Uma - An Unfolding-based Model Analyzer

Uma is a tool for exploring the state space of a given Petri net or scenario-based specification. It uses a symbolic representation of the state space which explicitly distinguishes true concurrency of independent actions from alternative choices between conflicting actions. The technique is known as (McMillan) unfoldings. It allows Uma to explore concurrent behavior of a distributed system as is, instead of mimicking concurrent behavior by its interleaving which leads to exponentially large state spaces. Consequently, Uma constructs even for large systems with huge state spaces only small structures that precisely describe the entire system behavior.

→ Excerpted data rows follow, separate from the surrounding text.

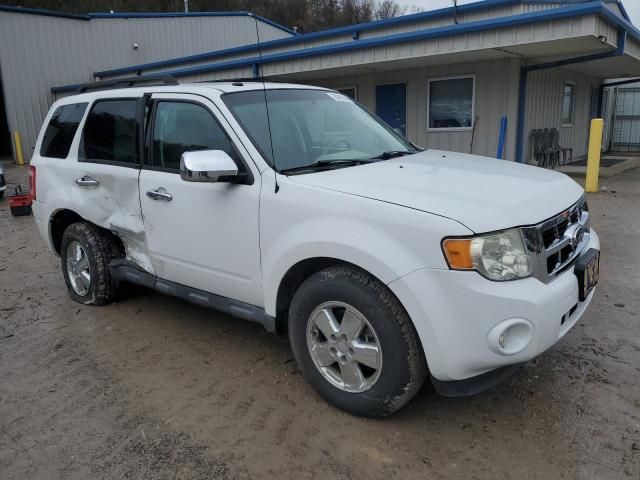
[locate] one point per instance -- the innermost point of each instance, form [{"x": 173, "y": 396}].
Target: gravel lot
[{"x": 153, "y": 387}]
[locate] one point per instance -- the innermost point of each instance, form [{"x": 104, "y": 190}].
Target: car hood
[{"x": 482, "y": 193}]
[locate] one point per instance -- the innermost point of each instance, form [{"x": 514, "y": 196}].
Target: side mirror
[{"x": 206, "y": 166}]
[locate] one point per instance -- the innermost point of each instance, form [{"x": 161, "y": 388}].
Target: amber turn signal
[{"x": 458, "y": 253}]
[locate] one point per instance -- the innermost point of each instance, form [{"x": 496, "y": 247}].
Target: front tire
[
  {"x": 86, "y": 251},
  {"x": 355, "y": 343}
]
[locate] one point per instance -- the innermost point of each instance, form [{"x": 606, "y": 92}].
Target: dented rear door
[{"x": 105, "y": 178}]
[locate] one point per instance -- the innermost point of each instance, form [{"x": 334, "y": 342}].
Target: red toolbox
[{"x": 20, "y": 203}]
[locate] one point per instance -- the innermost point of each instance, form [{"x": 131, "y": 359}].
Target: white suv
[{"x": 294, "y": 207}]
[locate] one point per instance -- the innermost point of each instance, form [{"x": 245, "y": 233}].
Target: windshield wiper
[
  {"x": 328, "y": 163},
  {"x": 392, "y": 154}
]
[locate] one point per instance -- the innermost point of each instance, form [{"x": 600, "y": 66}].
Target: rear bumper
[
  {"x": 457, "y": 315},
  {"x": 42, "y": 221}
]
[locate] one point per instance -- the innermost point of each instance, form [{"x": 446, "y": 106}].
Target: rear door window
[
  {"x": 111, "y": 132},
  {"x": 61, "y": 130}
]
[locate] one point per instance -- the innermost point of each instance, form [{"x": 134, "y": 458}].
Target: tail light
[{"x": 32, "y": 181}]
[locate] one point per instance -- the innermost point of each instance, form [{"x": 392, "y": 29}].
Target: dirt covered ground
[{"x": 153, "y": 387}]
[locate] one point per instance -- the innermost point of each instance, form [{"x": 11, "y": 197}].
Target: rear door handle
[
  {"x": 87, "y": 181},
  {"x": 159, "y": 194}
]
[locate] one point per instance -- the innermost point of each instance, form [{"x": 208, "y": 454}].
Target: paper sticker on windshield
[{"x": 338, "y": 97}]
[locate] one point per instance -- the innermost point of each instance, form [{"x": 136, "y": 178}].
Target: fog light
[{"x": 510, "y": 336}]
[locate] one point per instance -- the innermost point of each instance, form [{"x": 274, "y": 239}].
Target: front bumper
[{"x": 456, "y": 315}]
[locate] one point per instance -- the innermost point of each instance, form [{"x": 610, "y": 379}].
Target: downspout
[{"x": 524, "y": 74}]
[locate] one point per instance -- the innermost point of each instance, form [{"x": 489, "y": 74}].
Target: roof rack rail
[
  {"x": 239, "y": 79},
  {"x": 153, "y": 80}
]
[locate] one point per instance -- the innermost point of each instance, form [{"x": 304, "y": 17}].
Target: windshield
[{"x": 312, "y": 127}]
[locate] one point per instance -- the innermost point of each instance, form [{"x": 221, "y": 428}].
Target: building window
[
  {"x": 451, "y": 103},
  {"x": 351, "y": 92},
  {"x": 61, "y": 130},
  {"x": 568, "y": 103}
]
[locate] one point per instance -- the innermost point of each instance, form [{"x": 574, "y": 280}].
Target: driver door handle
[
  {"x": 159, "y": 194},
  {"x": 87, "y": 181}
]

The specific feature of Uma compared to similar tools is that Uma also analyzes scenario-based specifications, and may synthesize components from a scenario-based specification.

In the context of service-technology.org, Uma can be used for synthesizing service models from scenario-based choreography models.

Understand Uma

We designed Uma as library which can be called from within any graphical environment by passing Java objects to the library. Uma returns its analysis results as Java objects as well. In addition, we provide a command-line interface to invoke Uma with text files.

The current main features of Uma are to

  • construct the unfolding of a given Petri net or scenario-based specification,

  • synthesize a Petri net from a scenario-based specification, and to decompose this Petri net into compatible service models.

Our graphical environment for scenario-based specifications Greta uses Uma as a library to execute scenario-based specifications and to synthesize Petri nets.

Get Uma

Uma is free software and is licensed under the GNU Affero General Public License. Other licenses can be negotiated with the author.

The latest source code is available at our SVN repository at svn://svn.gna.org/svn/service-tech/trunk/Service-Tech-Java/uma and needs JDK 1.5 (or later) and Apache Ant to compile.

More information for compiling and running Uma from the command-line will be provided soon. In the meantime, Uma can be used from within Greta.